Reranking
Initial retrieval (e.g., top‑k = 20) is fast but may have noise. Reranking uses a more accurate (but slower) model to reorder the top results, significantly improving precision.
Reranking: retrieve many candidates (e.g., 20), then use a cross‑encoder to score and reorder the most relevant few (e.g., top 4).
Cross‑Encoders vs Bi‑Encoders
Bi‑encoders (embedding models) are fast but treat query and document independently. Cross‑encoders process query+document together, giving higher accuracy but slower. Use bi‑encoder for initial retrieval, cross‑encoder for reranking.

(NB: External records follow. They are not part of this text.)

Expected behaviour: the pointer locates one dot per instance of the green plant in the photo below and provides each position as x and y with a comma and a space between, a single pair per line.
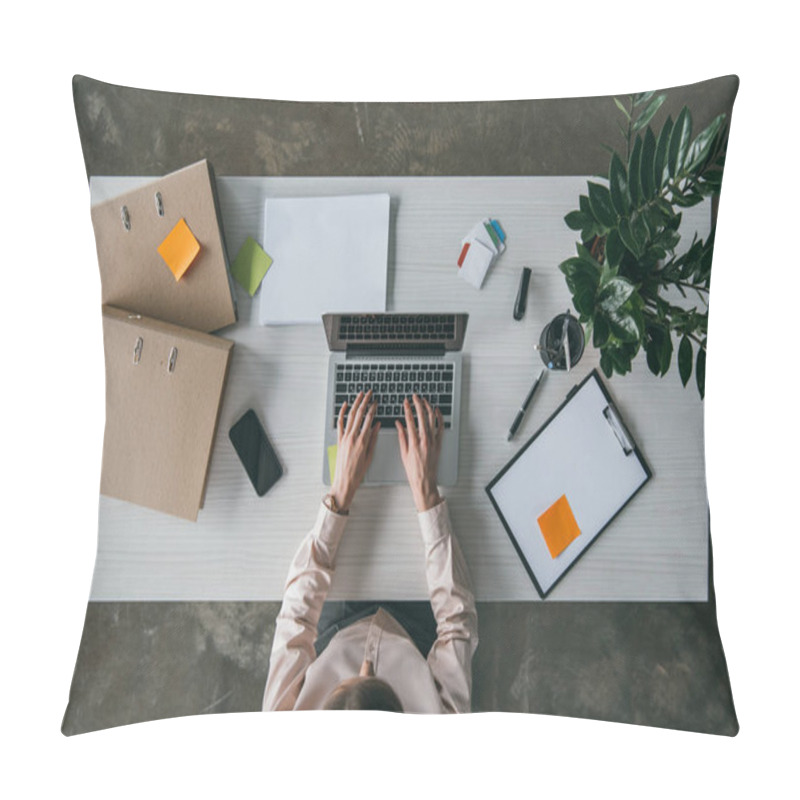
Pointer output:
625, 273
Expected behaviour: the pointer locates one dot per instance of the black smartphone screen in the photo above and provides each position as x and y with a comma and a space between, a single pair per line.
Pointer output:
255, 452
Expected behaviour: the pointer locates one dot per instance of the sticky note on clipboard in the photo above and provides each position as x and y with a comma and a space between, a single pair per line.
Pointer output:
558, 526
250, 266
179, 249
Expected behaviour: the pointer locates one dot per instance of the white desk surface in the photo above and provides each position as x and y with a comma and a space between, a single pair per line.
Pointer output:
241, 545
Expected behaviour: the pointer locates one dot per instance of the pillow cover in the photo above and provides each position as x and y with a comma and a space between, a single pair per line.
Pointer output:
180, 622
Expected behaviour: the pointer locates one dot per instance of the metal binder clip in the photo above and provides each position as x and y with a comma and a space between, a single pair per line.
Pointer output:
615, 423
173, 357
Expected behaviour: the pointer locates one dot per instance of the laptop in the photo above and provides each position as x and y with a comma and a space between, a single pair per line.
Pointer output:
395, 355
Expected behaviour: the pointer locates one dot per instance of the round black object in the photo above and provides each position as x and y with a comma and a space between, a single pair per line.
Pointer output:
551, 350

Implementation with LangChain
from langchain.retrievers import ContextualCompressionRetriever
from langchain.retrievers.document_compressors import CrossEncoderReranker
compressor = CrossEncoderReranker(model="BAAI/bge-reranker-base", top_n=4)
reranker = ContextualCompressionRetriever(
base_compressor=compressor,
base_retriever=vector_retriever
)Popular Reranking Models
- BAAI/bge-reranker-base – good balance, free.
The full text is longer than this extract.